If Riven Rock were written as pure fiction, how do you think you would have changed the story? Do you ever feel impeded by the facts when you are writing historical fiction?
An interesting question. And an impossible one to answer. As I’ve said above, I was attracted to the story because it is true, because it is a novel in truth—we respond to stories because they reflect something valid about us and our experience. That said, I do not feel at all constrained to “stick to the facts” when writing a story based on an actual incident. I am not a reporter, nor a historian or a biographer. I am a novelist, trying to make sense of my own life and feelings and thoughts, growing, with each story and novel, toward some sort of apprehension of human life on this planet.
Comedy figures largely in all your fiction. Why is that? What do you think makes a writer “funny?”

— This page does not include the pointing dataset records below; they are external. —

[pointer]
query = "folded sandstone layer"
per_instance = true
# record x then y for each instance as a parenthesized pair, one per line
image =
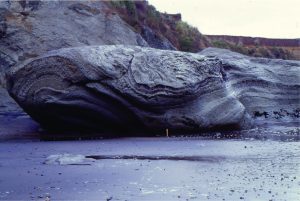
(268, 88)
(122, 90)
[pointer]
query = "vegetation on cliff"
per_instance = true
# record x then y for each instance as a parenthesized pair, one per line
(184, 37)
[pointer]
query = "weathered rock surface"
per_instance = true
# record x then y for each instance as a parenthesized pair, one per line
(126, 88)
(31, 28)
(269, 89)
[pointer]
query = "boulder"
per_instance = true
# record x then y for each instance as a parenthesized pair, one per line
(269, 89)
(127, 90)
(31, 28)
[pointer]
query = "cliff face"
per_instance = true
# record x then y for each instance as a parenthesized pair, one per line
(258, 47)
(114, 89)
(31, 28)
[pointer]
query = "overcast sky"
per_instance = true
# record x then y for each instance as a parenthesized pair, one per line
(265, 18)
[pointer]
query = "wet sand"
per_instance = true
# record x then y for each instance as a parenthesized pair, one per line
(258, 164)
(181, 168)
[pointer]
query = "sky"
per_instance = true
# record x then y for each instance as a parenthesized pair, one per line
(256, 18)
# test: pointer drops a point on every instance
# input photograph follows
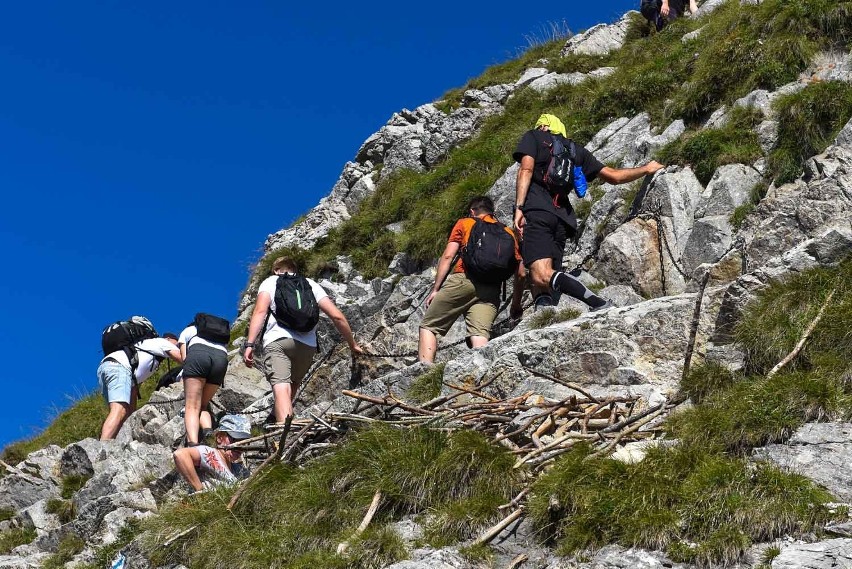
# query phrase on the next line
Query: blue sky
(147, 150)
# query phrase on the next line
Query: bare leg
(283, 393)
(207, 394)
(193, 388)
(428, 346)
(118, 413)
(186, 460)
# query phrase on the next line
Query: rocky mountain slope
(681, 257)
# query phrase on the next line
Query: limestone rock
(433, 559)
(829, 554)
(730, 187)
(531, 75)
(844, 137)
(599, 40)
(618, 139)
(819, 451)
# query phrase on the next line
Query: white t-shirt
(190, 336)
(273, 330)
(158, 348)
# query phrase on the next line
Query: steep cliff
(749, 105)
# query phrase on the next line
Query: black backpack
(212, 328)
(489, 254)
(122, 335)
(296, 306)
(651, 9)
(559, 173)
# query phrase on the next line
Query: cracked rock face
(820, 451)
(830, 554)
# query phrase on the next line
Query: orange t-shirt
(461, 233)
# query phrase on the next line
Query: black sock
(564, 282)
(544, 300)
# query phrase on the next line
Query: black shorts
(545, 236)
(206, 362)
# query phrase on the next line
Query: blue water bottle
(580, 185)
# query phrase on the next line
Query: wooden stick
(264, 464)
(801, 344)
(371, 511)
(503, 524)
(624, 433)
(567, 384)
(693, 329)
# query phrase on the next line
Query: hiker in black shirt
(544, 216)
(661, 12)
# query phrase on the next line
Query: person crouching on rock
(199, 461)
(481, 254)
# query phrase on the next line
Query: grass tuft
(12, 538)
(808, 122)
(297, 517)
(426, 386)
(705, 150)
(677, 495)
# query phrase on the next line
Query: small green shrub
(12, 538)
(63, 509)
(705, 380)
(426, 386)
(757, 411)
(707, 149)
(808, 122)
(676, 496)
(297, 517)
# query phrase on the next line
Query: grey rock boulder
(730, 187)
(829, 554)
(433, 559)
(820, 451)
(599, 40)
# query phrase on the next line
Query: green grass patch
(756, 411)
(297, 517)
(705, 380)
(741, 212)
(83, 419)
(12, 538)
(808, 122)
(707, 149)
(770, 327)
(744, 48)
(426, 386)
(549, 316)
(676, 496)
(63, 509)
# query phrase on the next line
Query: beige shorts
(459, 295)
(287, 361)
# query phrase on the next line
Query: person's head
(232, 428)
(481, 205)
(284, 265)
(550, 123)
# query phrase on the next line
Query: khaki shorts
(459, 295)
(287, 361)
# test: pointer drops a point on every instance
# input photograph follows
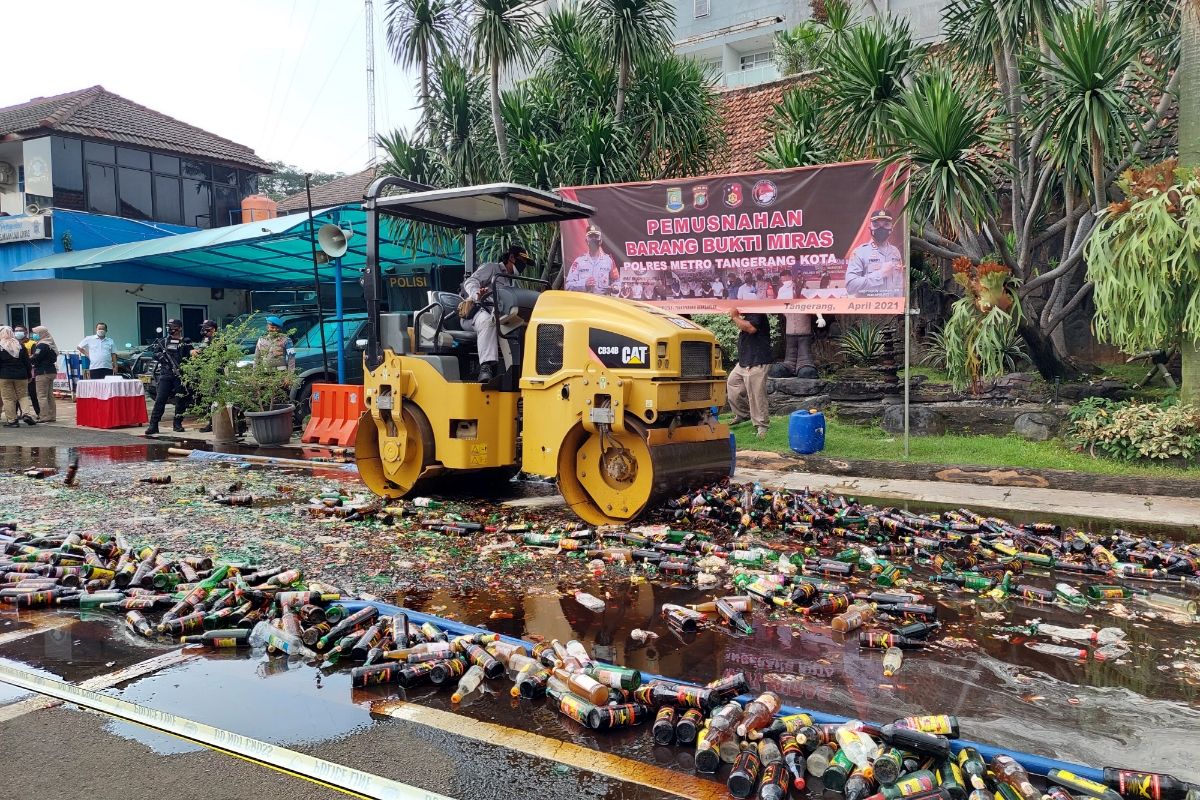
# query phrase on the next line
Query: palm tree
(501, 31)
(1189, 156)
(420, 31)
(631, 28)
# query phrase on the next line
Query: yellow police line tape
(317, 770)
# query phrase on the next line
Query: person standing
(15, 372)
(876, 268)
(45, 359)
(591, 271)
(747, 384)
(28, 343)
(479, 288)
(275, 348)
(747, 290)
(173, 348)
(99, 352)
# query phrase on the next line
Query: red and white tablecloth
(111, 403)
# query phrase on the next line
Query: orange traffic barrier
(335, 415)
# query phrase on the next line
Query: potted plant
(207, 377)
(263, 392)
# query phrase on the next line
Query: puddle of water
(1018, 517)
(94, 644)
(1131, 714)
(259, 698)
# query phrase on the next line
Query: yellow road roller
(613, 398)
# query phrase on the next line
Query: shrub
(1131, 431)
(862, 344)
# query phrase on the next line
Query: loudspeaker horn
(334, 241)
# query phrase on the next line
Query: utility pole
(371, 133)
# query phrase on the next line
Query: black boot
(805, 367)
(489, 371)
(785, 368)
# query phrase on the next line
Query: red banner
(823, 239)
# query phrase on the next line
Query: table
(111, 403)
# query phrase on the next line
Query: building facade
(737, 40)
(91, 168)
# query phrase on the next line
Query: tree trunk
(1043, 354)
(622, 86)
(550, 254)
(502, 137)
(1189, 156)
(1189, 386)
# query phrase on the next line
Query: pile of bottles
(868, 571)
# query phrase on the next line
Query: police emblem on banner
(732, 194)
(765, 192)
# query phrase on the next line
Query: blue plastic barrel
(805, 432)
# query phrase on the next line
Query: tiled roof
(347, 188)
(96, 113)
(745, 110)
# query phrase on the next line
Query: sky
(285, 77)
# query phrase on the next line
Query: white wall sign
(37, 167)
(23, 228)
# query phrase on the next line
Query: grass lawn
(846, 440)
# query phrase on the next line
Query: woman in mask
(45, 358)
(15, 372)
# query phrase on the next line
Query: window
(196, 169)
(227, 175)
(66, 172)
(101, 188)
(249, 182)
(151, 322)
(166, 199)
(755, 60)
(166, 164)
(137, 202)
(198, 204)
(103, 154)
(227, 208)
(127, 157)
(25, 316)
(192, 317)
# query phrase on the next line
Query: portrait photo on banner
(817, 239)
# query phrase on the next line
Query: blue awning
(265, 254)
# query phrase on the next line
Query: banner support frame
(907, 328)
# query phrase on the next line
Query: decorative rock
(1036, 427)
(923, 421)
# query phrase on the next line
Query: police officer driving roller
(479, 314)
(169, 354)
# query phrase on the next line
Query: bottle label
(1139, 785)
(576, 708)
(915, 783)
(1078, 782)
(935, 723)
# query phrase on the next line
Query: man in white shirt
(99, 349)
(591, 271)
(747, 290)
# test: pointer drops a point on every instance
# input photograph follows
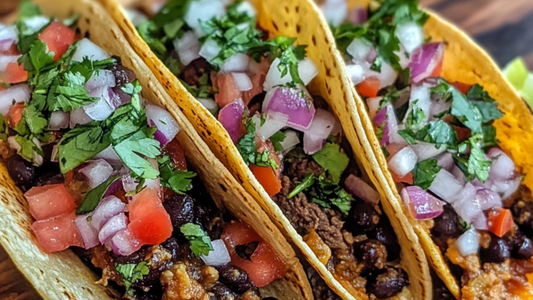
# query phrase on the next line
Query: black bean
(387, 282)
(371, 253)
(362, 218)
(21, 170)
(235, 278)
(497, 251)
(447, 223)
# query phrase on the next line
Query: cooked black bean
(371, 253)
(497, 251)
(21, 170)
(387, 282)
(362, 218)
(235, 278)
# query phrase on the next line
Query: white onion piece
(403, 162)
(96, 172)
(242, 81)
(359, 49)
(59, 120)
(237, 63)
(411, 36)
(427, 150)
(219, 256)
(86, 48)
(109, 206)
(291, 140)
(356, 73)
(16, 93)
(188, 47)
(164, 121)
(87, 232)
(78, 116)
(446, 186)
(210, 49)
(124, 243)
(203, 10)
(111, 227)
(321, 127)
(468, 242)
(274, 121)
(335, 11)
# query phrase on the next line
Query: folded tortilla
(303, 20)
(63, 275)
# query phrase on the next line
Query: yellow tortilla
(62, 275)
(303, 20)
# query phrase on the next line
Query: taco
(452, 137)
(258, 83)
(106, 161)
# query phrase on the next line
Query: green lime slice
(516, 72)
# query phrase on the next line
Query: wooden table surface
(503, 27)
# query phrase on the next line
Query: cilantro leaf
(425, 172)
(333, 159)
(199, 241)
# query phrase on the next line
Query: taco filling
(104, 174)
(440, 144)
(256, 87)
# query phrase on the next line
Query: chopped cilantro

Comedy is my mode of dealing with tragedy and despair. What do we call it—gallows humor? Black humor? Sardonic, bleak, stripped-to-the-bone humor? I do feel that the tragic and poignant can be made even more powerful, more affecting, if the writer takes the reader by surprise, that is, puts him or her into a comic universe and then introduces the grimmest sort of reality. Flannery O’Connor taught me this, in stories like “Good Country People” and “A Good Man is Hard to Find,” and especially in a novel like Wise Blood.
What makes a writer funny is hard to define in the abstract—we know it when we see it, and roar, shake and slobber in response. And we know when an unfunny writer—an unfunny person—attempts to be funny and falls flat. I don’t know. I guess comedy is inbred, part of a writer’s gifts, an individual way of seeing the world and revealing it in such a way that others see it too. But listen to me. I’ll try again: comedy is organic to the work, just as the characters, plot, and metaphors are—you can’t force it or it falls flat. Yes?